Ebenfalls bei der Überprüfung von Stichproben waren in Niedersachsen im Herbst vergangenen Jahres fehlerhafte Speicherungen entdeckt worden. Dabei ging es unter anderem um Daten der Journalistin Andrea Röpke, der Fall hatte bundesweit Aufsehen erregt.
Im Abschlussbericht der niedersächsischen „Task Force“ heißt es, „rund 21 Prozent der personenbezogenen Speicherungen“ beim Verfassungsschutz seien fehlerhaft und müssten umgehend gelöscht werden. Weitere knapp 18 Prozent seien „zeitnah aus der Amtsdatei zu entfernen“. Der niedersächsische Minister für Inneres und Sport, Boris Pistorius, hatte ein solches Ergebnis nach eigenem Bekunden „nicht erwartet“. Das System habe „offenbar versagt“, Pistorius spricht von einem „Organisationsverschulden“.

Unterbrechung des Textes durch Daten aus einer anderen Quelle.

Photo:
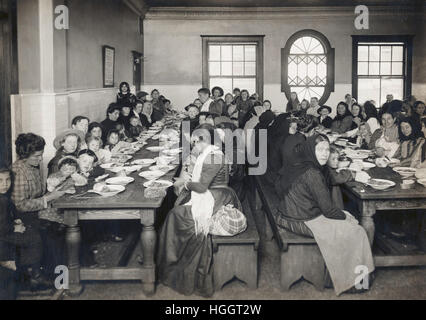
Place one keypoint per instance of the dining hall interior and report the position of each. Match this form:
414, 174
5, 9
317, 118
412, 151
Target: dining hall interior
105, 166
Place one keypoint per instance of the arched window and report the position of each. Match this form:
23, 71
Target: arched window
307, 66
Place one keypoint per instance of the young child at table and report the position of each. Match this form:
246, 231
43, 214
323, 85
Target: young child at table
13, 234
135, 128
95, 144
123, 134
337, 177
113, 144
62, 180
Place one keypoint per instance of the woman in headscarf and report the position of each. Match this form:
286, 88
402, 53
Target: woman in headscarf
343, 120
293, 103
411, 143
385, 141
306, 208
218, 105
124, 96
185, 246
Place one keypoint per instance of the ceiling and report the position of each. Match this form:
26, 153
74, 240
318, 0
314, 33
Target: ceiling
277, 3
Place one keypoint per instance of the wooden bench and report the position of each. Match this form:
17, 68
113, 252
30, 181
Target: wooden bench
300, 256
236, 256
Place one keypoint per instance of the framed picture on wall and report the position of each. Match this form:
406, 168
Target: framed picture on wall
108, 60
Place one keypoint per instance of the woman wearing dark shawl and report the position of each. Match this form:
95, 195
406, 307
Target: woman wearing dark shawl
306, 208
343, 120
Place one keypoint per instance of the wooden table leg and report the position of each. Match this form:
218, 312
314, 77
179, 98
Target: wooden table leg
73, 240
368, 210
148, 243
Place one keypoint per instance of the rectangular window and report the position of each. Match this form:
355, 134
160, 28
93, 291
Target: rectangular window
381, 66
233, 62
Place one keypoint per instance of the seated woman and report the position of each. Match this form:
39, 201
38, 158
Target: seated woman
385, 141
67, 143
343, 120
306, 208
185, 248
124, 96
29, 197
371, 118
357, 114
411, 144
218, 104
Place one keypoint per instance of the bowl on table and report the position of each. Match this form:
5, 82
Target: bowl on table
405, 172
121, 181
380, 184
151, 174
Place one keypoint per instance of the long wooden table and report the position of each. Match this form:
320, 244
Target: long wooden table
128, 205
396, 198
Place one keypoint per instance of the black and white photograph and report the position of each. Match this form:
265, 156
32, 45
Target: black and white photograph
222, 152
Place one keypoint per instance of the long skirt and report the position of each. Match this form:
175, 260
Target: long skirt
346, 251
185, 260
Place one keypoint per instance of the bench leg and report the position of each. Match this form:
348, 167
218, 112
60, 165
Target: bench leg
235, 261
302, 261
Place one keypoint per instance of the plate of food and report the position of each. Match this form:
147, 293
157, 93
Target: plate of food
172, 152
107, 190
380, 184
164, 184
164, 168
405, 172
151, 174
155, 149
121, 181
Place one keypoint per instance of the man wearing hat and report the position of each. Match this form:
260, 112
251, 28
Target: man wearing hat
324, 119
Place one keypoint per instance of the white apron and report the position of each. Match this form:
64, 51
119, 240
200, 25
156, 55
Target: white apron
344, 246
202, 204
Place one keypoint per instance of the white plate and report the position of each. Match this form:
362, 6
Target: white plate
162, 168
155, 149
384, 184
405, 171
144, 162
166, 184
151, 175
114, 189
122, 181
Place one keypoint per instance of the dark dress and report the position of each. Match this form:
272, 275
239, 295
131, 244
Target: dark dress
184, 258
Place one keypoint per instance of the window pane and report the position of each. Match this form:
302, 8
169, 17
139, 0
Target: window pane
246, 83
214, 53
363, 68
214, 68
224, 83
397, 53
385, 68
238, 68
373, 68
226, 53
386, 53
368, 89
238, 53
250, 53
397, 68
250, 68
316, 47
362, 53
374, 53
226, 68
392, 86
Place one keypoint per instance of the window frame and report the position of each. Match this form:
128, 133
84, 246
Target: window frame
407, 41
258, 39
329, 52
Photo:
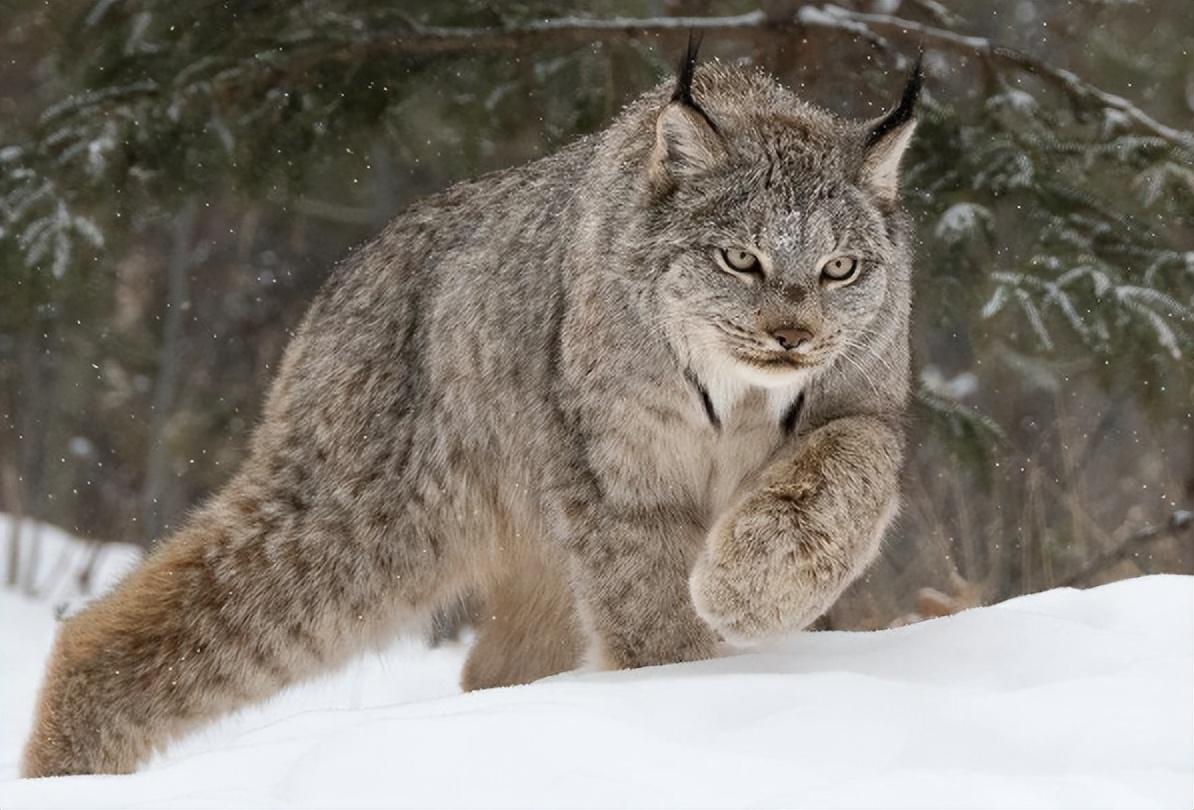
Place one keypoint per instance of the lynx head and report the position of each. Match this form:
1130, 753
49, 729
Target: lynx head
776, 225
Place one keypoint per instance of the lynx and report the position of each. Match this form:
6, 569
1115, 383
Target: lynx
634, 399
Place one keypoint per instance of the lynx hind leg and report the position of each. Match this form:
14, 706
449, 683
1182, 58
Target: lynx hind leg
239, 605
527, 629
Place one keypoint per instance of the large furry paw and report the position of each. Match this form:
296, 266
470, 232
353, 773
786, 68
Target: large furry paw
770, 568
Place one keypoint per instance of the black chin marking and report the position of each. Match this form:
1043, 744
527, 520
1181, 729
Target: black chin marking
709, 411
789, 418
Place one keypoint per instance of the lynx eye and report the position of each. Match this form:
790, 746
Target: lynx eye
739, 261
841, 269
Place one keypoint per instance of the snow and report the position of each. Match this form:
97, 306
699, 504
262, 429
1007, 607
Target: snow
1060, 699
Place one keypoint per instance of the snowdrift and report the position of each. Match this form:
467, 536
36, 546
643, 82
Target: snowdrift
1060, 699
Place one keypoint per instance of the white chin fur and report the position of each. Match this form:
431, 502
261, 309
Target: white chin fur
765, 378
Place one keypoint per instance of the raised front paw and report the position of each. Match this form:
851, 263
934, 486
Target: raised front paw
773, 565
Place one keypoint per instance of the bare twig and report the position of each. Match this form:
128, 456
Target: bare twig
983, 48
1180, 522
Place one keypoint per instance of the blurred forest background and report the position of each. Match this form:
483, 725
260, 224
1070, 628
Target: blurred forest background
178, 178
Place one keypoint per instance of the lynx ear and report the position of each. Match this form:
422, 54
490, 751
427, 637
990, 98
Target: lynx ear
687, 140
888, 137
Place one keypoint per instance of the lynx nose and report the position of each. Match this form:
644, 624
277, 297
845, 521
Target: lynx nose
793, 338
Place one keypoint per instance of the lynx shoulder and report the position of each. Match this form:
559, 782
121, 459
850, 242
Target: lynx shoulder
629, 399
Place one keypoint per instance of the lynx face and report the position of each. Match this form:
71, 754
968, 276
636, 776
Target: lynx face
776, 231
814, 277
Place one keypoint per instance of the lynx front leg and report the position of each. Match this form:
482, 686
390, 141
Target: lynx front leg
631, 571
791, 547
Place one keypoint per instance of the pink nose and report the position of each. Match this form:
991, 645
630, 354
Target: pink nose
792, 337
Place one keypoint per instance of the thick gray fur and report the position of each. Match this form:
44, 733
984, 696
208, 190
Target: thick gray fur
545, 391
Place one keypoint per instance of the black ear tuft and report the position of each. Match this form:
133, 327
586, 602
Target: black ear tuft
683, 92
906, 106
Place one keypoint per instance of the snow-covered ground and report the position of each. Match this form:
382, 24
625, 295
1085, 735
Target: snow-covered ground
1079, 699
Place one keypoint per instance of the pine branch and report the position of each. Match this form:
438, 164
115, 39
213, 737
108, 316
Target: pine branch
983, 48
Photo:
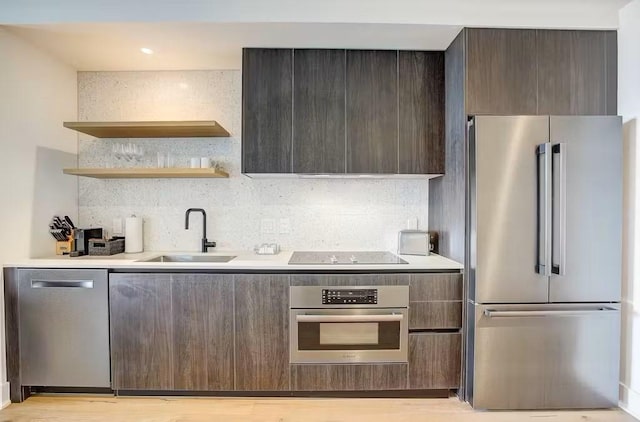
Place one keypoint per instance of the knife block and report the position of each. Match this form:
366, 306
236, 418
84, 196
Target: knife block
64, 247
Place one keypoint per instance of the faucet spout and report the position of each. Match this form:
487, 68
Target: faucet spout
205, 243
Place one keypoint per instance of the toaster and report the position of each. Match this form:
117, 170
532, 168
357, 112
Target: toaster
413, 242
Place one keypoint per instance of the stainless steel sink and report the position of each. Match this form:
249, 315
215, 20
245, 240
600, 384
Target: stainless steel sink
190, 258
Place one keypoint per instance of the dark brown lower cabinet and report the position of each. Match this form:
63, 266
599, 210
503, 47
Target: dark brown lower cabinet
351, 377
141, 328
202, 310
171, 331
434, 360
262, 332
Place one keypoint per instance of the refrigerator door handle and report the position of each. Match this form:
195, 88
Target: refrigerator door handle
555, 313
543, 209
559, 208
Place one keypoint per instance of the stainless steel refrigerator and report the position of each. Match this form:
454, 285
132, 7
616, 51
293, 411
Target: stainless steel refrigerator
544, 240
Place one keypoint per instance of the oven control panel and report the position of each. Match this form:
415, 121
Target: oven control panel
349, 296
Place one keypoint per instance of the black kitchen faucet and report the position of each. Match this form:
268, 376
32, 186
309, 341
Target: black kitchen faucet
205, 243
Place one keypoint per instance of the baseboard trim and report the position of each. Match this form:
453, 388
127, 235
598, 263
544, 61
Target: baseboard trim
629, 401
5, 395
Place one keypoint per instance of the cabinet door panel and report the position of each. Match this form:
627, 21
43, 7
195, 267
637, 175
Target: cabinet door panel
571, 72
429, 287
501, 71
141, 334
202, 307
319, 139
349, 377
262, 332
267, 78
435, 315
434, 360
421, 112
372, 112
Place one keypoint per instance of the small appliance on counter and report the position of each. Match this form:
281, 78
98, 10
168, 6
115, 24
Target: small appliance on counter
413, 242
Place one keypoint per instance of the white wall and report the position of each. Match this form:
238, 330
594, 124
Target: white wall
323, 214
37, 94
629, 108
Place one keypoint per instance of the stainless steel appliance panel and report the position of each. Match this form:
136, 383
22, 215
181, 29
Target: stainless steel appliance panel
354, 335
311, 296
546, 356
64, 328
504, 230
587, 208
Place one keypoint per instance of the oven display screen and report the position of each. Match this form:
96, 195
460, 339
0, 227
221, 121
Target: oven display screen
349, 296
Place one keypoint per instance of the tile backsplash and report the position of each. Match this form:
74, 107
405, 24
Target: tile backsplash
321, 213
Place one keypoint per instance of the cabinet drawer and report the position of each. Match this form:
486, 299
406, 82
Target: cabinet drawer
434, 360
425, 287
349, 377
435, 315
351, 280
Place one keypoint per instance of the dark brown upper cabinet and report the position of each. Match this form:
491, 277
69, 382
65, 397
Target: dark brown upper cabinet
501, 71
421, 112
372, 116
319, 138
572, 72
540, 72
346, 112
267, 76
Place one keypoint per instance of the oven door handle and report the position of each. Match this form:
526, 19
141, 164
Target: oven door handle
349, 318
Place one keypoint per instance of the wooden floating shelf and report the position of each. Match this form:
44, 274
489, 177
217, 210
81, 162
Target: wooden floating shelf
165, 129
147, 173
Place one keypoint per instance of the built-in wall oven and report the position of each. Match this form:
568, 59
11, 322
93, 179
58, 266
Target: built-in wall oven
331, 324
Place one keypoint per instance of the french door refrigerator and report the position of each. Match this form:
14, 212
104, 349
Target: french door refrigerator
544, 240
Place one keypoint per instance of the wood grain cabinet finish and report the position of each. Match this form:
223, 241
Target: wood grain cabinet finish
501, 71
372, 111
421, 112
202, 316
267, 76
262, 332
319, 138
434, 360
141, 331
572, 72
435, 301
171, 331
350, 377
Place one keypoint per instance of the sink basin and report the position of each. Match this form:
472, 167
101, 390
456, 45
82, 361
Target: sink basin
190, 258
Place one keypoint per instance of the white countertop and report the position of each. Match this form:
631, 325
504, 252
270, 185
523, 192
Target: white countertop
244, 261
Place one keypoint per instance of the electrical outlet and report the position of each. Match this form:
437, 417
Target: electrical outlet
117, 228
268, 226
285, 226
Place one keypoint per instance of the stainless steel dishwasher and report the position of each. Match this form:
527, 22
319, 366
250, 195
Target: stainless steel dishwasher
64, 328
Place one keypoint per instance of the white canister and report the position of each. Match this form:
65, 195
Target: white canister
133, 235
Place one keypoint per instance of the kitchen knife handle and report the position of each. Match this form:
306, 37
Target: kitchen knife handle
543, 209
559, 204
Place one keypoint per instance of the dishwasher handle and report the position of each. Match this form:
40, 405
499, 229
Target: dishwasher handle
554, 313
349, 318
77, 284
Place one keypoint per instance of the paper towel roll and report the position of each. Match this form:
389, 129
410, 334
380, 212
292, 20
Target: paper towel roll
133, 235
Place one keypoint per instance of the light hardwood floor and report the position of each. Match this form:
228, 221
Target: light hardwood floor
99, 409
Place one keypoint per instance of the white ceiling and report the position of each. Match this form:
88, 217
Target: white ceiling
210, 34
197, 46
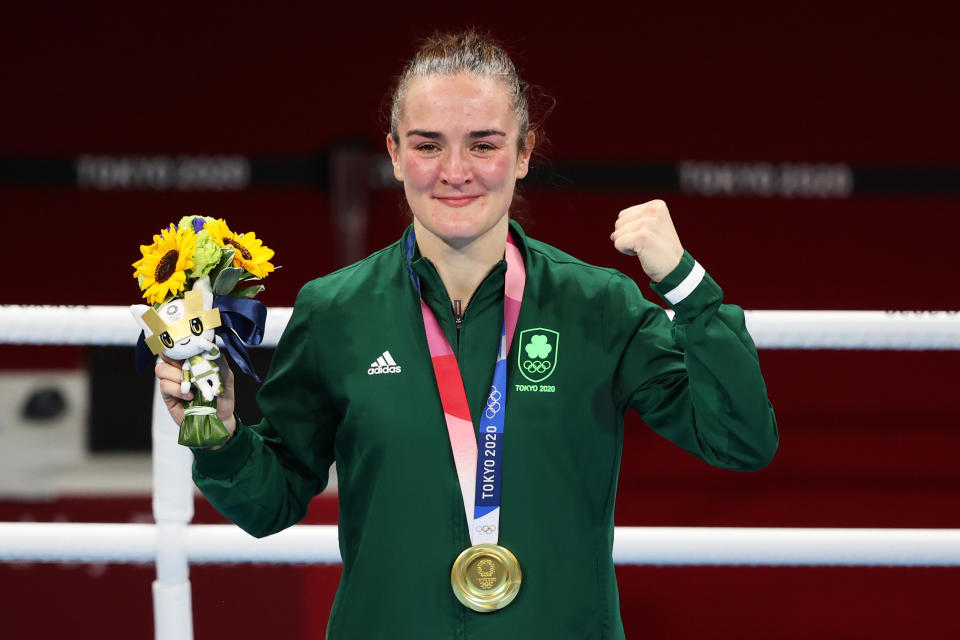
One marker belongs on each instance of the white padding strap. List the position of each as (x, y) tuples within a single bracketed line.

Erhebung von Daten missbräuchlich, danach viel zu lange gespeichert
Laut der „Task Force“ sind die fehlerhaften Speicherungen in mehrere Kategorien einzuteilen. So fänden sich in den Datenhalden des Inlandsgeheimdienstes viele minderjährige Personen, die keinen „konkreten, individuell zurechenbaren Gewaltbezug aufweisen“. In vielen weiteren Fällen sei auch eine Erstspeicherung missbräuchlich erfolgt. Auch seien Daten „häufig länger als notwendig gespeichert“ worden. Die Maximalfrist sei in einem Großteil der Fälle „nicht die gesetzlich vorgesehene Ausnahme“ gewesen, sondern „automatisch zur Regel gemacht worden“. Die gesetzliche Höchstfrist von fünf Jahren bezieht sich auf die Wiedervorlage zur Prüfung der Erforderlichkeit. Danach kann aber munter weiter gespeichert werden.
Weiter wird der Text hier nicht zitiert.